Are you saying the TeX is broken?

I wonder how big a 2^n pennys check he would write you?

The exception handling might be tough.

>However, there are different ways to achieve parallelism:
>
>For a mere factor of 8, a simple filter design would do (using multiple
>cores): First filter takes TeX source and expands macros. Next filter takes
>expanded TeX and builds paragraphs out of it. Paragraphs then can be
>wrapped in parallel (TeX gives each paragraph several tries and chooses the
>best one). In effect, you can wrap all paragraphs of a single document at
>once. Next is to combine paragraphs to pages, this needs to serialize again
>(but for a factor 8, one paragraph at a time is completely sufficient).

You'd need 8 balanced stages of pipelining or possibly more stages of
unbalanced pipelining to be a virtual factor of 8, and no weird cases like the
sample spirialing sentences.

>Ok, then let's assume we want to use VLIW or other vector techniques to get
>more fine-grain parallelism out of TeX. This requires different data
>structures. For example kerning: Optimally, we build a matrix of kerning
>for character A followed by character B (wastes space, because most of the
>entries are 0). If our text also is placed in an array (instead of a linked
>list), we can see that adding kerning is a 100% parallel task - there's no
>interdependency, the limiting factor is just how many accesses we can make
>to that kerning matrix (random access, but the kerning matrix fits easily
>into L1 cache).

So let's say we get the Multiflow running again. You can run both cases
(list control and rewritten array experiment).

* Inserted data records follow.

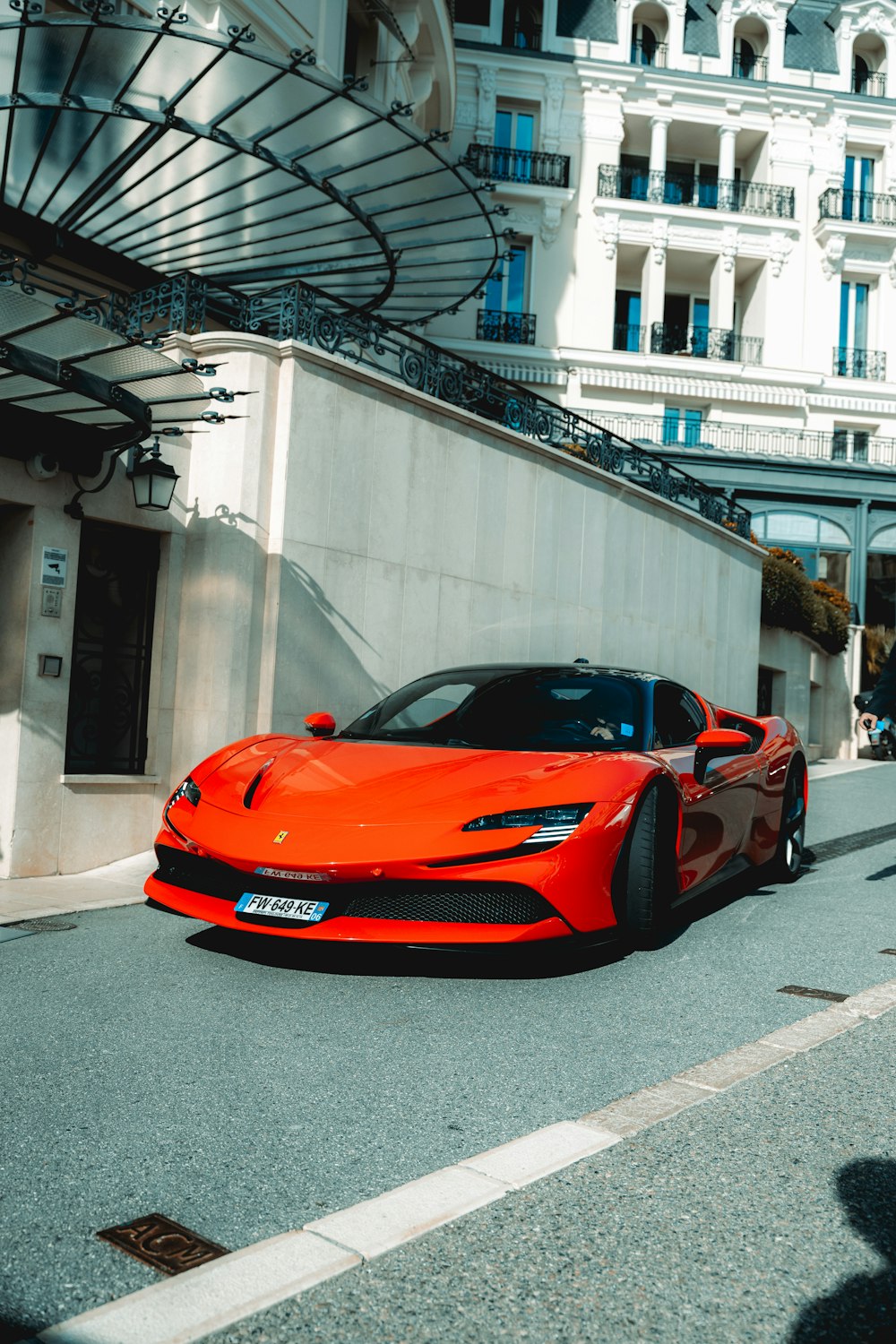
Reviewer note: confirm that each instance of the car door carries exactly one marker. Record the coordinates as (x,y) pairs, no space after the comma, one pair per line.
(718,812)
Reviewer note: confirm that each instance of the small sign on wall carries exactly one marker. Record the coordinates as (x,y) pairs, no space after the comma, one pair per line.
(51,602)
(53,569)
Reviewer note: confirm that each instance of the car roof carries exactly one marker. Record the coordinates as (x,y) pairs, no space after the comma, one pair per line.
(576,668)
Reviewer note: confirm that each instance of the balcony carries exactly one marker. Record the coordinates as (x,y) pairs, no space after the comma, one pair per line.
(839,446)
(751,67)
(743,198)
(872,83)
(704,343)
(520,166)
(649,54)
(627,338)
(860,363)
(513,328)
(860,207)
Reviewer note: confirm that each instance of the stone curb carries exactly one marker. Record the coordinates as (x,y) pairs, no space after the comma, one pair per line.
(190,1306)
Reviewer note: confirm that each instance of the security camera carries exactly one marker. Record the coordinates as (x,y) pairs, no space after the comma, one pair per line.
(42,467)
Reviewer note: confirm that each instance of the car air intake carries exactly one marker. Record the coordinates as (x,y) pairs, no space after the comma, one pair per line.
(435,903)
(430,902)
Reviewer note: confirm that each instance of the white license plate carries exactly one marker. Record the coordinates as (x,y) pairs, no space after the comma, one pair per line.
(282,908)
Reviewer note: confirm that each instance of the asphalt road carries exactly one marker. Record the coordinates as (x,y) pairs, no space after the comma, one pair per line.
(244,1089)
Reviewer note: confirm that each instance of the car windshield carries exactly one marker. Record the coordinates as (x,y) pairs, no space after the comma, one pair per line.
(514,711)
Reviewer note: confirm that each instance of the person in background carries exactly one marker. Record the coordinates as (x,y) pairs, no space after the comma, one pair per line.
(883,695)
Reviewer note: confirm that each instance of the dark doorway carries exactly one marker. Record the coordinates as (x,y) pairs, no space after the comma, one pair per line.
(112,650)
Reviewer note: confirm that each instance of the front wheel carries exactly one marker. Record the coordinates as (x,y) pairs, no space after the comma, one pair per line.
(648,873)
(791,835)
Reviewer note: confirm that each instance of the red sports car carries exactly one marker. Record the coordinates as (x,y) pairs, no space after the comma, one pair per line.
(487,806)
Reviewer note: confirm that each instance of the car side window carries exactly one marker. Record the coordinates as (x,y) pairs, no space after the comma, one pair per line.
(677,717)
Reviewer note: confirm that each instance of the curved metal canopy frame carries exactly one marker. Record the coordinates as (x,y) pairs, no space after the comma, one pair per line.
(190,151)
(78,389)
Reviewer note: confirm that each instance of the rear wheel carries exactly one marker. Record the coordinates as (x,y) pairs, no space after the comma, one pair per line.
(648,874)
(791,835)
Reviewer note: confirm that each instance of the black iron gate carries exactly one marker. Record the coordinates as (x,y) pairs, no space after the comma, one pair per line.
(112,650)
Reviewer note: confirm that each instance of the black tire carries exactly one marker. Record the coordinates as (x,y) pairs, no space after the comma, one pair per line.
(791,833)
(646,878)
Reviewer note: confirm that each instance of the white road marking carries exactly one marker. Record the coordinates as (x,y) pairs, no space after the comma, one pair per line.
(185,1309)
(828,769)
(211,1297)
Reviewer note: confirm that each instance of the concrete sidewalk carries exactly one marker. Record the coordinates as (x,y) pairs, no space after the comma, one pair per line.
(123,883)
(116,884)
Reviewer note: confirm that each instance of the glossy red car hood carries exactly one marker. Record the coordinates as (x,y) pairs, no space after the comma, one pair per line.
(382,784)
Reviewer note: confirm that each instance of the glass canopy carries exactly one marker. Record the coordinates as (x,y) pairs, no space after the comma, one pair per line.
(187,151)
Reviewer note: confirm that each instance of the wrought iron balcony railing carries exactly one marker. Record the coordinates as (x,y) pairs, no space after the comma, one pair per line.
(704,343)
(669,188)
(860,363)
(513,328)
(869,82)
(861,207)
(298,312)
(524,166)
(626,336)
(751,67)
(839,446)
(649,54)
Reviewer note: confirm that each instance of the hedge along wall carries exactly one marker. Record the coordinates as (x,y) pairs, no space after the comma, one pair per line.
(791,601)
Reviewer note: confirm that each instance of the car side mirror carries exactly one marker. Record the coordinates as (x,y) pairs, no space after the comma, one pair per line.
(320,725)
(716,742)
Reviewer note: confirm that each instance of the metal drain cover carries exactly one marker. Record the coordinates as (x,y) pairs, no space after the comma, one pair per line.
(163,1244)
(48,925)
(813,994)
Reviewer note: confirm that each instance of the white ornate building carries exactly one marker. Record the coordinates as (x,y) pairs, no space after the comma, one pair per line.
(704,202)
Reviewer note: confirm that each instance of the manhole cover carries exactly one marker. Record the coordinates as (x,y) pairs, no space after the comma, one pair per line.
(813,994)
(43,925)
(163,1244)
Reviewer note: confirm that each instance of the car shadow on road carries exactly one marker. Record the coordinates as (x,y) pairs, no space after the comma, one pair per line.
(540,961)
(863,1309)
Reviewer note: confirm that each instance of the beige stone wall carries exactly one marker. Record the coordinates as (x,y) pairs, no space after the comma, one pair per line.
(814,690)
(343,537)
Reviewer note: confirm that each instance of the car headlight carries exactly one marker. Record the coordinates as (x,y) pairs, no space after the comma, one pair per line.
(554,824)
(188,790)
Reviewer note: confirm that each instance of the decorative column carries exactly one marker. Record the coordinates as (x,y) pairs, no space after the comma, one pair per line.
(487,81)
(659,140)
(858,569)
(727,140)
(592,297)
(653,279)
(721,285)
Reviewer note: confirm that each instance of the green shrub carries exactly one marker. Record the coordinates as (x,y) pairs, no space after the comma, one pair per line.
(790,601)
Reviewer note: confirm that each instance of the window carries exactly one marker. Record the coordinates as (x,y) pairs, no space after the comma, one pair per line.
(521,26)
(677,717)
(627,331)
(681,426)
(849,445)
(853,330)
(821,545)
(858,188)
(643,45)
(505,290)
(477,13)
(514,131)
(112,650)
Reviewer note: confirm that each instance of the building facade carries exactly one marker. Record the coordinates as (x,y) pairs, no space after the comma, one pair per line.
(217,246)
(704,202)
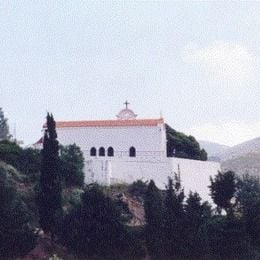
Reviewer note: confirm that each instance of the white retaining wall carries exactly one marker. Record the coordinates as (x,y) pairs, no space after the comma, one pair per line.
(194,174)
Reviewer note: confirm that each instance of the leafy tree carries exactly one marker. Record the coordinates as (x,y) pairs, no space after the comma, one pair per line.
(174,218)
(248,198)
(72,164)
(222,190)
(138,189)
(154,221)
(95,227)
(4,128)
(183,146)
(16,236)
(226,238)
(50,200)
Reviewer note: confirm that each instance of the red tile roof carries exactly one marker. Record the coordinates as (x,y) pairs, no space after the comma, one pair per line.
(108,123)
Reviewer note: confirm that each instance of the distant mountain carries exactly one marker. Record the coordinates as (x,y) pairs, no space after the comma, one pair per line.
(212,148)
(240,150)
(245,164)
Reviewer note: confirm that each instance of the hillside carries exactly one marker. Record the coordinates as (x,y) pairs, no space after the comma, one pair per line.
(251,146)
(246,163)
(213,148)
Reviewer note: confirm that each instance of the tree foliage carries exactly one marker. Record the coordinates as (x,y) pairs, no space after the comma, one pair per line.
(95,227)
(16,235)
(222,190)
(153,207)
(183,146)
(49,199)
(72,164)
(174,217)
(248,201)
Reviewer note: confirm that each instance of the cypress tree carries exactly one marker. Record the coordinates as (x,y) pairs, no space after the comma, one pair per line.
(174,219)
(50,208)
(154,221)
(4,128)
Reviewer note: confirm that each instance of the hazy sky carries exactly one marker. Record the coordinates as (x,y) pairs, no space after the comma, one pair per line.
(197,62)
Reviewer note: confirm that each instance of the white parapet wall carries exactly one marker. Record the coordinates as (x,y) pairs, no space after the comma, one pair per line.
(195,175)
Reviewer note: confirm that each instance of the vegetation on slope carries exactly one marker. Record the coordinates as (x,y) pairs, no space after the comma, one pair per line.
(183,146)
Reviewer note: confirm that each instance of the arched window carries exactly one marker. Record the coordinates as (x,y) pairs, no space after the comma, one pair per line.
(93,151)
(101,151)
(110,151)
(132,152)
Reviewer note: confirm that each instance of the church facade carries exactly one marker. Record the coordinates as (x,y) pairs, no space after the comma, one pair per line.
(126,149)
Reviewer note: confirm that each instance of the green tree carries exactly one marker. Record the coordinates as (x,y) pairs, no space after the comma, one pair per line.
(183,146)
(16,235)
(248,201)
(222,191)
(174,218)
(72,164)
(226,238)
(95,227)
(153,207)
(196,214)
(30,163)
(50,199)
(138,189)
(4,128)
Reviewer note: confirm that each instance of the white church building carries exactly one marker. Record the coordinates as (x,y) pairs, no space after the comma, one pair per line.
(127,148)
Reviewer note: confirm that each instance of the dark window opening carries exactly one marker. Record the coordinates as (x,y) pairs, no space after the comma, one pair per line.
(101,151)
(93,151)
(132,152)
(110,151)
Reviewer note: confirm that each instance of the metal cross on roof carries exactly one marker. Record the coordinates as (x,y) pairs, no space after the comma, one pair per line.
(126,104)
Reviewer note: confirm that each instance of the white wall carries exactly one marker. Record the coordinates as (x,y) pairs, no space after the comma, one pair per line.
(143,138)
(194,174)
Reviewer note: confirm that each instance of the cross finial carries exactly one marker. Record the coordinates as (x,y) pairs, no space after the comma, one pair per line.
(126,104)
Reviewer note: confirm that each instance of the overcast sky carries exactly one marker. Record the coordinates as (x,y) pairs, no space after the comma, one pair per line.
(197,62)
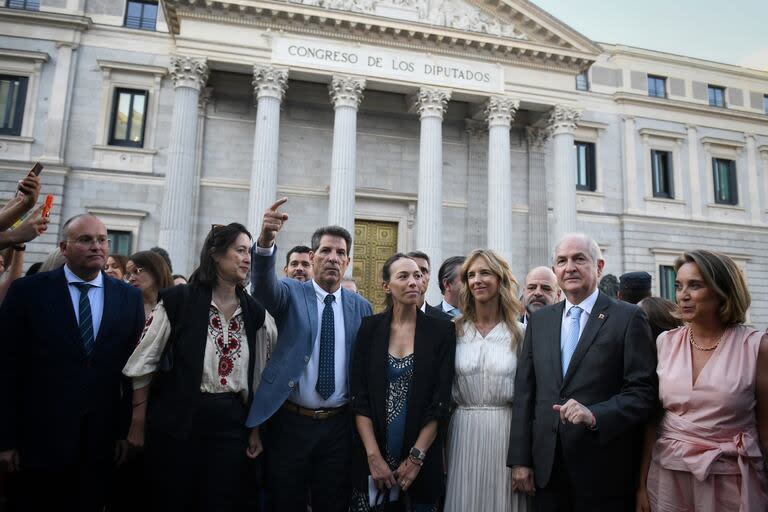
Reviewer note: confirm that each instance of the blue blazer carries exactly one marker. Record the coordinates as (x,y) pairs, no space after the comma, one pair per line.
(51,393)
(293,304)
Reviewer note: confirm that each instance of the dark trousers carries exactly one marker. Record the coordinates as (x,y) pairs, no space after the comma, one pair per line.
(306,456)
(206,468)
(560,495)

>For breaking paragraphs at high speed (and thus high parallelism), we first
>fold words (or syllables after hyphenating) into single object (reduce
>data) - high parallelism, O(log(N)) sequential limit. Then we compute fixed
>and glue width for the sequence of all words in the paragraph, this is a
>vector operation with a sequential sum part, i.e. we have a O(log(N))
>sequential limit in this operation. Then we bisect the paragraphs to find
>possible line breaks - this is a sequential algorithm, but since we have an
>array, we don't need to walk through the list while we do the bisection
>steps. Finally, calculate "badness", and select the best.

Daze us.

--